Malgré le déluge qui s’est abattu vendredi sur Troyes, le match de Ligue 2 Estac-CA Bastia est allé à son terme. La pelouse révolutionnaire implantée cet été a passé le test avec mention.

C’est plus que bluffant ! » Éric Robin, régisseur du Stade de l’Aube, n’en revient toujours pas. Il est presque tombé 40 mm d’eau en deux heures, et la pelouse n’a pas bougé. Incroyable ! » Que le match Estac-Bastia soit allé à son terme vendredi, relève du miracle. Tandis que l’équipe troyenne marchait sur l’eau, que les Corses se noyaient, la pelouse auboise, conçue cet été sur un principe unique en France, a tenu le choc. À côté, le terrain d’entraînement annexe était, lui, complètement inondé.

Après ce premier test grandeur nature, le Grand Troyes, qui a investi 900 000 € dans ce concept nouvelle génération, est conforté dans son choix. « Avant de nous lancer, on voulait que le système retenu soit le mieux adapté à notre problématique, analyse Bertrand Yot, chef de service des espaces paysagers et du Stade de l’Aube. Le terrain était gras en permanence, traumatogène pour les joueurs et mal drainé. » C’est tout le système qui a été revu. Un chantier gigantesque. « On a tout décaissé de 40 centimètres en profondeur, détaille-t-il. Du côté de la Seine, il a fallu creuser dix centimètres supplémentaires.

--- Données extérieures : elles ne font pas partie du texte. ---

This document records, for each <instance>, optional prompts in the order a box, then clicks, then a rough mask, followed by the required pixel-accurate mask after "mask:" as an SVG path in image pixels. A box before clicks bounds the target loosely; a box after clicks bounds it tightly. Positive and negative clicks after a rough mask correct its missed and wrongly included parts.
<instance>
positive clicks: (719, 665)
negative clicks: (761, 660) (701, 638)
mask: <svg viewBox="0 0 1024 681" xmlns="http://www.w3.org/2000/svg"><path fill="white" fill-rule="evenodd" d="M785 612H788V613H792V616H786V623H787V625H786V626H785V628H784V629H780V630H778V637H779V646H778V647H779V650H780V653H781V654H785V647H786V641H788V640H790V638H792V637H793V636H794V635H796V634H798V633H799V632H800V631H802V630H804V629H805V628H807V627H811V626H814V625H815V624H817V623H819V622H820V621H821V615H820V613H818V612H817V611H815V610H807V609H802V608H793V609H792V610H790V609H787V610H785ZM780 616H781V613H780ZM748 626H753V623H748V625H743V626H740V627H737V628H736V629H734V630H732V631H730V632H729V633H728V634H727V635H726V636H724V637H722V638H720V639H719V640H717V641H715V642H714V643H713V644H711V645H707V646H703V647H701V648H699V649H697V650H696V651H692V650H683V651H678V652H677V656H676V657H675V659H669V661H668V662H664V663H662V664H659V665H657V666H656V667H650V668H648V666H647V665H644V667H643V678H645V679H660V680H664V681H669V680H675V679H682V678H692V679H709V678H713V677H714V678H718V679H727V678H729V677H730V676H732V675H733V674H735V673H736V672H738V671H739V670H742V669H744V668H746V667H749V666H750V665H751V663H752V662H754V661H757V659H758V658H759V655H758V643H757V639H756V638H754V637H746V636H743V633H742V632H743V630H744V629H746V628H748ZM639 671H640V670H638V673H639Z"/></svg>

Le sol était très argileux. » Une épaisse couche de cailloux fait désormais office de « réservoir », ce qui permet au substrat d’être bien drainé en continu. Pendant 90 minutes, aucune flaque d’eau n’est apparue, et en fin de rencontre, pas la moindre « escalope » en vue. « Avec l’ancienne pelouse, un match comme celui-ci l’aurait flinguée pour tout l’hiver », relevait l’entraîneur troyen Jean-Marc Furlan. « En général, la durée de vie d’une pelouse est de quatre-cinq ans, et la surface laisse parfois à désirer. Maintenant, la pelouse devrait être régénérée moins souvent » anticipe Bertrand Yot.

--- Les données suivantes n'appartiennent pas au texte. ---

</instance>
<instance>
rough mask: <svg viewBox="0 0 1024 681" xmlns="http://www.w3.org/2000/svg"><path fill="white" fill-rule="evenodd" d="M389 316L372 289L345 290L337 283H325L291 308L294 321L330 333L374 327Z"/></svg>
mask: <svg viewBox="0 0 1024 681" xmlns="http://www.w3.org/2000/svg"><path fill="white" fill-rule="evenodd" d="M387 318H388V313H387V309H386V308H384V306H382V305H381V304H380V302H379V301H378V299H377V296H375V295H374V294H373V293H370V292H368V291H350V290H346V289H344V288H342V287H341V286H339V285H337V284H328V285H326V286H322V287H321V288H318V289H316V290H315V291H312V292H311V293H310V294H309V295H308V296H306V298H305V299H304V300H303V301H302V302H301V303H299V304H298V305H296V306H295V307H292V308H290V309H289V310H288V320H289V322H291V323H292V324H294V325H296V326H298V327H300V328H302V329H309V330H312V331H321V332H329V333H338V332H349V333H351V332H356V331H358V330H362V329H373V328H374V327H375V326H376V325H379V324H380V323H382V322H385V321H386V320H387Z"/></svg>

« Le retour des joueurs est très bon, note Aurélien Gauthier, kiné du club. La qualité de cette pelouse favorise nos petits gabarits. Elle est très souple et, d’un point de vue médical, devrait permettre de limiter les lésions tendineuses. » Reste encore à passer l’épreuve du gel pour valider le concept. Un nouvel examen que Bertrand Yot attend sereinement : « On va devoir apprendre à régler le système de chauffage. Mais logiquement, la neige ne doit pas tenir en surface. On ne posera pas de bâche, juste une toile de corsage pour éviter une déperdition de chaleur excessive. » Qu’il pleuve à seaux, qu’il neige en abondance, le Stade de l’Aube est paré pour l’hiver.